In the first eight months in Iraq, the CAB's units flew 51,000 combat flight hours while executing almost 7,300 combat missions. 36 CAB has carried more than 230,000 passengers, moved more than 15 million pounds of cargo, conducted almost 60 large combat air assaults, provided outstanding Medical evacuation (medevac) support to save many soldiers' lives, and supported ground troops with AH-64 Apaches.

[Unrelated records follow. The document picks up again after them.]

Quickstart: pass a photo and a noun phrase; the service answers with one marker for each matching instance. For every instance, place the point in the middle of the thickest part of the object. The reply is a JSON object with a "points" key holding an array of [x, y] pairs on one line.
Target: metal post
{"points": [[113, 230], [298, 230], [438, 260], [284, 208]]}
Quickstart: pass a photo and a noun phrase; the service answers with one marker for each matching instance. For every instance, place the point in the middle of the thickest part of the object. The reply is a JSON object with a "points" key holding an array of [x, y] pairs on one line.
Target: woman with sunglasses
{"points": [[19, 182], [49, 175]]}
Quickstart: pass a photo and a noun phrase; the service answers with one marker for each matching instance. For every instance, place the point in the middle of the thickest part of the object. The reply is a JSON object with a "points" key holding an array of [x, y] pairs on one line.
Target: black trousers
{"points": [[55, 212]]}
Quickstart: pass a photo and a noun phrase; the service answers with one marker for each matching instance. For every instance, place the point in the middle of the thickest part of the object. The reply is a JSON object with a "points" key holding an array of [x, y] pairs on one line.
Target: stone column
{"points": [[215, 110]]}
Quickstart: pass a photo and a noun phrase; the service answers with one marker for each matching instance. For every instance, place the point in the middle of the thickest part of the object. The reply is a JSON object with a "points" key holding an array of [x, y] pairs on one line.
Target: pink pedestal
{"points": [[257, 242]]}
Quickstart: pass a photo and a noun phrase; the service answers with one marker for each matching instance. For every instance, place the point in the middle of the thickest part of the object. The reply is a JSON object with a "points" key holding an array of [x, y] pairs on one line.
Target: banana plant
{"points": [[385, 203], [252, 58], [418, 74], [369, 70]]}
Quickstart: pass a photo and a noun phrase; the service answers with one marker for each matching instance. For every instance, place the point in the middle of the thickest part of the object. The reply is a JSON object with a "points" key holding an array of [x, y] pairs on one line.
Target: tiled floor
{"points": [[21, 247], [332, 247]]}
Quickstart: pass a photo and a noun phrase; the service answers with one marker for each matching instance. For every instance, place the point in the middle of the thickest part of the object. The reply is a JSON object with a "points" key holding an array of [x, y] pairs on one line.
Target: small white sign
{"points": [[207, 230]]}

====Elements deployed to Iraq====
- HHC Combat Aviation Brigade, 36th Infantry Division – Headquarters and Headquarters Company
homebase: Austin-Bergstrom International Airport, Austin, Texas.
- 1st Battalion, 149th Aviation Regiment (Attack)(Commander, MAJ(P) Stacy Rostorfer)
homebase: Ellington Field, Houston, Texas
- 2d Battalion, 135th Aviation Regiment – (Commander, LTC Christopher Petty, Command Sergeant Major, CSM Douglas Imfeld)
homebase: Buckley Air Force Base, Aurora, Colorado
- 1st Battalion, 131st Aviation Regiment
homebase: Montgomery, Alabama Army National Guard
- 1st Battalion, 108th Aviation Regiment
homebase: Topeka, Kansas
Unit became operational in Iraq on 1 November 2006 and was the last CAB unit to do so for the current Iraq deployment.
- 449th Support Battalion (Aviation) {Commander, LTC Travis (The Banker) Richards, Command Sergeant Major, CSM Monroe (John Wayne) Kelinske, HSC 449th ASB Commander, 1LT Michael McDonald, and 1SG Karl Thomas}, XO, MAJ Dave Cooper, S1, CPT Carry (Barbie Doll) Allen, S6, CPT Raymond (The Man) Simms, CSSAMO, MAJ Terry Biddle
homebase: San Antonio, Texas
- OSACOM Battalion (Operational Support Airlift Command) – a mix of units that came together in October 2006 and will wear the 36th Inf Div patch while serving in Iraq over the next year. OSACOM flies the C-23 Sherpa.
- C Co (Air Ambulance), 1st Battalion, 111th Aviation Regiment – Home stations are in Arkansas and Florida, unit attached to 2nd Battalion (General Support), 135th Aviation Regiment in 2006 as an additional MEDEVAC Company in support of OIF.

====Army Guard unit personnel contributions====
Arizona :1
- Texas: 1000
- Colorado: 325
- Alabama: 300
- Kansas: 225
- Arkansas: 150
- Missouri: 100
- Minnesota: 100
- Nebraska: 90
- Iowa: 50
- Ohio: 50
- Utah: 40
- Mississippi: 40
- California: 30
- Georgia: 25
- New York: 25
- South Carolina: 15
- Pennsylvania: 15
- Puerto Rico: 1
- Florida 70
- Illinois 1
- Vermont 3

All troop strength numbers are approximate.

The unit flew approximately 18 AH-64 Apache, 80 UH-60 Black Hawk, 12 CH-47 Chinook helicopters.